Monday, April 26, 2010

Marketers say informed consumers are key to success

Excerpts from an article in The Packer Special section: Tropical Fruit Marketing by Abraham Mahshie published on 04/23/2010 02:59PM

Suppliers said they are building varietal knowledge of tropical fruit through education, sampling, signage and promotions.
As multiple varieties make their way to produce shelves, suppliers said acreage and volumes of lesser-known but better-tasting varieties are increasing.
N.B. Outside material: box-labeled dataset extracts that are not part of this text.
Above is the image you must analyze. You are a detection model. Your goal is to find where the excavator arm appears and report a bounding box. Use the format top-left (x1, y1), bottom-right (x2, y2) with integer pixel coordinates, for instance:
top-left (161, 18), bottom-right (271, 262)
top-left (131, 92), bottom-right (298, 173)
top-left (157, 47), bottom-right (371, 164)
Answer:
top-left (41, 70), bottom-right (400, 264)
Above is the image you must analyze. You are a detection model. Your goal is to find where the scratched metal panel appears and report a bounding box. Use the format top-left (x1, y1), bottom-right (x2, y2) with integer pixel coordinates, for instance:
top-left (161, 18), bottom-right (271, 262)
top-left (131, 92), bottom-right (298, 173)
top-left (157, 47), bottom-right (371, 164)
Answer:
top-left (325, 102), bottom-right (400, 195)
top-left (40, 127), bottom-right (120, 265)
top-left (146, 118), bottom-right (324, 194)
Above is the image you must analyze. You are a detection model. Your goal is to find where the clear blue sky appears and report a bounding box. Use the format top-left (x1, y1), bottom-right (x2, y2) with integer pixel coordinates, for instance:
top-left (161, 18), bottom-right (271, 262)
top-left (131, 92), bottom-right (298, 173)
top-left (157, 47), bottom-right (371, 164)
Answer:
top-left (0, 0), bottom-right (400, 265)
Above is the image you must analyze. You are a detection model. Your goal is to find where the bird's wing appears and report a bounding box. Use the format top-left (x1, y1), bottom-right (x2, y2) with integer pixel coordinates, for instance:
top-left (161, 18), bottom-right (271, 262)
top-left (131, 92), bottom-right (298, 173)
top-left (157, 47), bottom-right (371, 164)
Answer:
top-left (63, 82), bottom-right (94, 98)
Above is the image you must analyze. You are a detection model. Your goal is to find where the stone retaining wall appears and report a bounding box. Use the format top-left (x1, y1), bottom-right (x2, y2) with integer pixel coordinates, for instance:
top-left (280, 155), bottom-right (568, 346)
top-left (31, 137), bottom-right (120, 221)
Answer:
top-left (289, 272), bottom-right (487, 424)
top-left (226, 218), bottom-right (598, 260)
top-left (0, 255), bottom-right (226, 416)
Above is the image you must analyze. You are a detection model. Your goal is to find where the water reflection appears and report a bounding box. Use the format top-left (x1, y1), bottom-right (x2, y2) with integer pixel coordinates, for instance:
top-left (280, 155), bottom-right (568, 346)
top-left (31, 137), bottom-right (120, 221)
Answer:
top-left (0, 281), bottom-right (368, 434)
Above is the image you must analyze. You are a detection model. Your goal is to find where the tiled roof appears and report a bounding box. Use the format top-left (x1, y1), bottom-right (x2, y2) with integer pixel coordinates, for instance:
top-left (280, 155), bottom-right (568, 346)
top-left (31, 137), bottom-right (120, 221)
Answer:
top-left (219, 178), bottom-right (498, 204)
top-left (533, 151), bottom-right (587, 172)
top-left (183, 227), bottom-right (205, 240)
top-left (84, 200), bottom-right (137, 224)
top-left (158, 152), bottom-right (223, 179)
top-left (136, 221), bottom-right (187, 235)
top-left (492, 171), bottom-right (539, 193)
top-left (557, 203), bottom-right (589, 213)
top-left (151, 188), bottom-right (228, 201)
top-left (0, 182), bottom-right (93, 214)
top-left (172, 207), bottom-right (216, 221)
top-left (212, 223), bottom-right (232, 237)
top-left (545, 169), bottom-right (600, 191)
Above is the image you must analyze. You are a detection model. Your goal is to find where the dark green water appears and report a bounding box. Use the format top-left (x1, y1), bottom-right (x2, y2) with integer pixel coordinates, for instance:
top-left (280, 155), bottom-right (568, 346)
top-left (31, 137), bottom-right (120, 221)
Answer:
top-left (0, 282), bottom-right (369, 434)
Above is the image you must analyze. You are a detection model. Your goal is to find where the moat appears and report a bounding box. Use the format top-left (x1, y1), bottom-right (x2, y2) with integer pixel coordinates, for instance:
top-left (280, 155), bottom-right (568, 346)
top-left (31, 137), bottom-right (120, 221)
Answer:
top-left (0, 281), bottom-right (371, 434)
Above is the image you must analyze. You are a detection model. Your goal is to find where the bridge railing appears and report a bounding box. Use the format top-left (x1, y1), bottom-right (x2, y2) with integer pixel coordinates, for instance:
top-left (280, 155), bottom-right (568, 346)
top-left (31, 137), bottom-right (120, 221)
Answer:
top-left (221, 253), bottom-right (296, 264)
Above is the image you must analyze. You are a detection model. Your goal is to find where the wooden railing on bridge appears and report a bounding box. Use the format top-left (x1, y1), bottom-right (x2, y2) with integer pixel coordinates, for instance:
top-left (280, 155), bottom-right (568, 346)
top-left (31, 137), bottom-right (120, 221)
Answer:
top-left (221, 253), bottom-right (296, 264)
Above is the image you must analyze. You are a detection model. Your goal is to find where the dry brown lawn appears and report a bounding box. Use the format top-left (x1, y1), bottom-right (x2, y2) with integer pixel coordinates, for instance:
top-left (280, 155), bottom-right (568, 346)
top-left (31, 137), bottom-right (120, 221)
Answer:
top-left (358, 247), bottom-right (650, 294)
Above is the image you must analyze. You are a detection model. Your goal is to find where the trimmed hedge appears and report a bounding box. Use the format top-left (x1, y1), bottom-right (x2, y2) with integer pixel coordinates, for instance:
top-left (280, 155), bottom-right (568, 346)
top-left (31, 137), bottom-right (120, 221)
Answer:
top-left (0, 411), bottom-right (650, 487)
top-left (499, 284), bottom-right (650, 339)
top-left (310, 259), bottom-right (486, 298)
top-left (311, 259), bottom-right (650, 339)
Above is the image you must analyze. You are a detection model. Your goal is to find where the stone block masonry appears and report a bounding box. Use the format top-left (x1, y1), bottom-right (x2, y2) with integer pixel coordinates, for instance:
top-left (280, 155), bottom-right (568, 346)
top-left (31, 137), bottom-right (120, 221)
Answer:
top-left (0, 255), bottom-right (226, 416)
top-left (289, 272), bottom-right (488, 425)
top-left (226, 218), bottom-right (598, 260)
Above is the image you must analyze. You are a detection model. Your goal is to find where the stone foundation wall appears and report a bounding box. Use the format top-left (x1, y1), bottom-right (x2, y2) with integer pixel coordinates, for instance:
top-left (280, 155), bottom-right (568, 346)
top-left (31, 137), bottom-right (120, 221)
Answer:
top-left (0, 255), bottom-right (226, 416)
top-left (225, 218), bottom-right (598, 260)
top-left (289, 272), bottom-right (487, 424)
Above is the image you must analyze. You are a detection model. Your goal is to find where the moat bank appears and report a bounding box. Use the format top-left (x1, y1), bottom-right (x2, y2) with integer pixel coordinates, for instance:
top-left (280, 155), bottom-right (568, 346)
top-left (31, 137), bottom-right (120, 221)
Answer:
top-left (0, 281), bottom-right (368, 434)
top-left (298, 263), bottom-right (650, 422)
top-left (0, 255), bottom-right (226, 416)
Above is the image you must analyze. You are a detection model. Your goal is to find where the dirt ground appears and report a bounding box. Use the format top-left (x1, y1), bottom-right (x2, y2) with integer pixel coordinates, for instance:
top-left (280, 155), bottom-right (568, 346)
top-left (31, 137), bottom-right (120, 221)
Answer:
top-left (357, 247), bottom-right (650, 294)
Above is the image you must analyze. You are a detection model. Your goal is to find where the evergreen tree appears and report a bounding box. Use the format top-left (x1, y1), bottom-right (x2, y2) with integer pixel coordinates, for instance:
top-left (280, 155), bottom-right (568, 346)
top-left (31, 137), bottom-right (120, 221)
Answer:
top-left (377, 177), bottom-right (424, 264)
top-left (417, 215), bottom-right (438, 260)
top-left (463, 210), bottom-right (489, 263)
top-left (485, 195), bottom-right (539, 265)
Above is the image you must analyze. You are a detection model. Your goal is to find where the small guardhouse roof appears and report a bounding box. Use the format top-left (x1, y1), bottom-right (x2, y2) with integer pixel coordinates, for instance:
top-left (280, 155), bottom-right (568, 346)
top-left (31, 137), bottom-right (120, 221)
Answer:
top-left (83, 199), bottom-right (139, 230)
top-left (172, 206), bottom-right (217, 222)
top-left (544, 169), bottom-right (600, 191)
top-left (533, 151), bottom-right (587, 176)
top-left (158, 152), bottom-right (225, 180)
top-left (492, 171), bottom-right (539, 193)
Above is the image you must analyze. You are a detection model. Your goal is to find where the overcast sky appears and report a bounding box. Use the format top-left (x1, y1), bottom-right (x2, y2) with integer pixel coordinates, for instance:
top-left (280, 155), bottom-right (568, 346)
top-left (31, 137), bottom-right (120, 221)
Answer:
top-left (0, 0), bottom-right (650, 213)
Despite gains in retailer differentiation, suppliers still agree that more educational and sampling strategies need to be put into place to better inform consumers.“

Brand name versus variety Some tropicals suppliers have noted confusion as to whether a piece of fruit’s name is a brand or a variety. “We do push the trademarked Caribbean Red because we are different from the Mexican papayas,” Mary Ostlund, marketing director for Brooks Tropicals Inc., Homestead, Fla., said of Brooks’ Belize-grown maradol papayas.“People are coming around to learn that the Mexican papaya tastes this way but some people prefer the taste of the Caribbean Red. It really is a brand recognition that we are building and it’s an important recognition to build.”

Ostlund said the same is true for the company’s green-skin Slimcado avocados.“People will think that it’s a marketing thing, which it is, but it’s also a way to tell folks, ‘This is not a hass avocado, this is a different avocado,’” she said. “‘It has a different, lighter taste, and by the way, you can use it more frequently to top your salads with, or on a sandwich or a burger.’”Ostlund said most consumers don’t give much thought to whether the name is a brand name or variety name, but it helps them to identify Brooks’ fruit when they return to the grocery store.